Correctly set return size of 2d block read

jgu222 · igcbot · commit 384af597d26e · 2025-04-09T21:30:58.000+02:00
block 2d read requires that each block is multiple of GRF size,
thus the total size must be multiple of GRF size.

This change makes sure the size is multiple of GRF size. This
is required for correctness.
diff --git a/IGC/Compiler/CISACodeGen/CShader.cpp b/IGC/Compiler/CISACodeGen/CShader.cpp
@@ -1721,6 +1721,73 @@ uint CShader::GetNbElementAndMask(llvm::Value* value, uint32_t& mask)
             // Number elements = {num GRFs} * {num DWords in GRF} = {num GRFs} * 8;
             return int_cast<unsigned int>(cast<ConstantInt>(numGRFs)->getZExtValue() * 8);
         }
+        case GenISAIntrinsic::GenISA_LSC2DBlockRead:
+        case GenISAIntrinsic::GenISA_LSC2DBlockReadAddrPayload:
+        {
+            // 2D block read requires its block size to be multiple of GRF size.
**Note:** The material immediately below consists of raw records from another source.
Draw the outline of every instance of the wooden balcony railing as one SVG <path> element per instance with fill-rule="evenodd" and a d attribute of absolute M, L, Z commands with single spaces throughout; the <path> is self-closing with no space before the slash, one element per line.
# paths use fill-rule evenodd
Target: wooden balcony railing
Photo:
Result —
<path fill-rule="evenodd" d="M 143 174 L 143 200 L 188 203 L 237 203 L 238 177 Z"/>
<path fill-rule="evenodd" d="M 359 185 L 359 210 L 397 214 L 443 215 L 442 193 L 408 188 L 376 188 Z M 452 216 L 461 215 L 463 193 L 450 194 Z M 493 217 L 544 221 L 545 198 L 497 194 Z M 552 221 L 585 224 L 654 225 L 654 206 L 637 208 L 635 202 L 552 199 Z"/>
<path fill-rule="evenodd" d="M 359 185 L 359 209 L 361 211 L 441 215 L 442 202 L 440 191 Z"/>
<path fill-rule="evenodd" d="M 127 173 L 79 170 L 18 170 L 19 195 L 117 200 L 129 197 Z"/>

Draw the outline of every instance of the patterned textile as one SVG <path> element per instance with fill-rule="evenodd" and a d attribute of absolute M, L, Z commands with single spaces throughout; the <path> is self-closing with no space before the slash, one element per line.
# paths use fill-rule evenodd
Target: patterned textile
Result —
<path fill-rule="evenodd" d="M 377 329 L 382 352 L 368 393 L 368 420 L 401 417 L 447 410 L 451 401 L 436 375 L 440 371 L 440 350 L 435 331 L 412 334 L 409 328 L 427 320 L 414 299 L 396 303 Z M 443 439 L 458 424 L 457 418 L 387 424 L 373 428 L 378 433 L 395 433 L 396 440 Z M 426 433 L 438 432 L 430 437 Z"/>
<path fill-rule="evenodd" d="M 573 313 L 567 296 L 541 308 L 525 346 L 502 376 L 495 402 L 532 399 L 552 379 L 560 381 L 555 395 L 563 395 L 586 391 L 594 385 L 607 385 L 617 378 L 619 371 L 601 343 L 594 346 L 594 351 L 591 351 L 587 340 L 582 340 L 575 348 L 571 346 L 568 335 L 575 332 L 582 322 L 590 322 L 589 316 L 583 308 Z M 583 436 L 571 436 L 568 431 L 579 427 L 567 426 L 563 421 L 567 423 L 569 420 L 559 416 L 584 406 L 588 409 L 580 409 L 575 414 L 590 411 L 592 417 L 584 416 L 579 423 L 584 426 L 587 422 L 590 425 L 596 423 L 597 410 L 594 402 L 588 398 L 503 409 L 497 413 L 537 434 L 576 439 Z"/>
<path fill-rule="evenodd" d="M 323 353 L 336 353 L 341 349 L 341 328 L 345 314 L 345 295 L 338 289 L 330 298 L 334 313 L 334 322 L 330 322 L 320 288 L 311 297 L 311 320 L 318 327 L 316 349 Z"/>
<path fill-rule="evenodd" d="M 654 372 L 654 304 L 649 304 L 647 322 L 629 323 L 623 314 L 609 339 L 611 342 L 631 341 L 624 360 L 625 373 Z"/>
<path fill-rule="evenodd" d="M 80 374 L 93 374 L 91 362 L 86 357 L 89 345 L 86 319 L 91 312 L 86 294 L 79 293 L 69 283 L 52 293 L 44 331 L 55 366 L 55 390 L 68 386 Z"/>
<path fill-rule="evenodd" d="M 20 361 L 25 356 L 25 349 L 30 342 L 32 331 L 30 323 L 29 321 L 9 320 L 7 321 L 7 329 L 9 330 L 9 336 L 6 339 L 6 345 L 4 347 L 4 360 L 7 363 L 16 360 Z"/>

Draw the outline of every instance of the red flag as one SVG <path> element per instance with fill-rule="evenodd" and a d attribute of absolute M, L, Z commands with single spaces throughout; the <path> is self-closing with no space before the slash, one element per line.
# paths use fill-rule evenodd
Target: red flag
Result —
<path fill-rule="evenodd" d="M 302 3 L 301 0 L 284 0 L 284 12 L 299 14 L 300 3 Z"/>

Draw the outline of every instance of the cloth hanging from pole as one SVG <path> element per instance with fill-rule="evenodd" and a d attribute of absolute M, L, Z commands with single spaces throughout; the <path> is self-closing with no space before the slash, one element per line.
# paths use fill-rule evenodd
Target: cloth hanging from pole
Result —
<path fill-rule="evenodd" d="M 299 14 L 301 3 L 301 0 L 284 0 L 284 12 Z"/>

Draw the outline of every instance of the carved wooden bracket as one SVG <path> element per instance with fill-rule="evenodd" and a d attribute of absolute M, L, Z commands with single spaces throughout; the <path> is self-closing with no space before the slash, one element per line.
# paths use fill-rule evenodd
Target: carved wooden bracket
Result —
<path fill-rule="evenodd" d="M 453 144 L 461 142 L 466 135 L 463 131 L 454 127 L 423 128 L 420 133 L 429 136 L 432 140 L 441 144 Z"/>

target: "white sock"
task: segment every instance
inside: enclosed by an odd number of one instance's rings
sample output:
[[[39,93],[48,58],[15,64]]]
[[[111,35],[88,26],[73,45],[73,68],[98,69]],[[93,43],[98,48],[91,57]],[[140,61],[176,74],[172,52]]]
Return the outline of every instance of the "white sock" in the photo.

+            uint32_t eltBits, blkWidth, blkHeight, numBlks;
+            bool isTranspose, isVnni;
+            if (IID == GenISAIntrinsic::GenISA_LSC2DBlockRead)
+            {
+                eltBits = (uint32_t)cast<ConstantInt>(inst->getOperand(6))->getZExtValue();
+                blkWidth = (uint32_t)cast<ConstantInt>(inst->getOperand(7))->getZExtValue();
+                blkHeight = (uint32_t)cast<ConstantInt>(inst->getOperand(8))->getZExtValue();
+                numBlks = (uint32_t)cast<ConstantInt>(inst->getOperand(9))->getZExtValue();
+                isTranspose = (uint)cast<ConstantInt>(inst->getOperand(10))->getZExtValue();
+                isVnni = (uint)cast<ConstantInt>(inst->getOperand(11))->getZExtValue();
+            }
+            else
+            {
+                IGC_ASSERT(IID == GenISAIntrinsic::GenISA_LSC2DBlockReadAddrPayload);
+                eltBits = (uint32_t)cast<ConstantInt>(inst->getOperand(3))->getZExtValue();
+                blkWidth = (uint32_t)cast<ConstantInt>(inst->getOperand(4))->getZExtValue();
+                blkHeight = (uint32_t)cast<ConstantInt>(inst->getOperand(5))->getZExtValue();
+                numBlks = (uint32_t)cast<ConstantInt>(inst->getOperand(6))->getZExtValue();
+                isTranspose = cast<ConstantInt>(inst->getOperand(7))->getZExtValue();
+                isVnni = cast<ConstantInt>(inst->getOperand(8))->getZExtValue();
+            }
+
+            // Width is padded to the next power-of-2 value
+            uint32_t blkWidthCeil = (uint32_t)PowerOf2Ceil(blkWidth);
+            if (blkWidthCeil != blkWidth)
+            {
+                m_ctx->EmitWarning("Block2D: block width not power of 2, zero padded.");
+            }
+            uint32_t blkHeightCeil = blkHeight;
+            if (isTranspose)
+            {
+                blkHeightCeil = (uint32_t)PowerOf2Ceil(blkHeight);
+                if (blkHeightCeil != blkHeight)
+                {
+                    m_ctx->EmitWarning("Block2D: transpose block height not power of 2, zero padded.");
+                }
+            }
+            if (isVnni)
+            {
+                IGC_ASSERT(eltBits == 16 || eltBits == 8);
+                uint32_t N = 32 / eltBits;
+                uint32_t origVal = blkHeightCeil;
+                blkHeightCeil = (uint32_t)divideCeil(blkHeightCeil, N) * N;
+                if (blkHeightCeil != origVal)
+                {
+                    m_ctx->EmitWarning("Block2D: transform block height not multiple "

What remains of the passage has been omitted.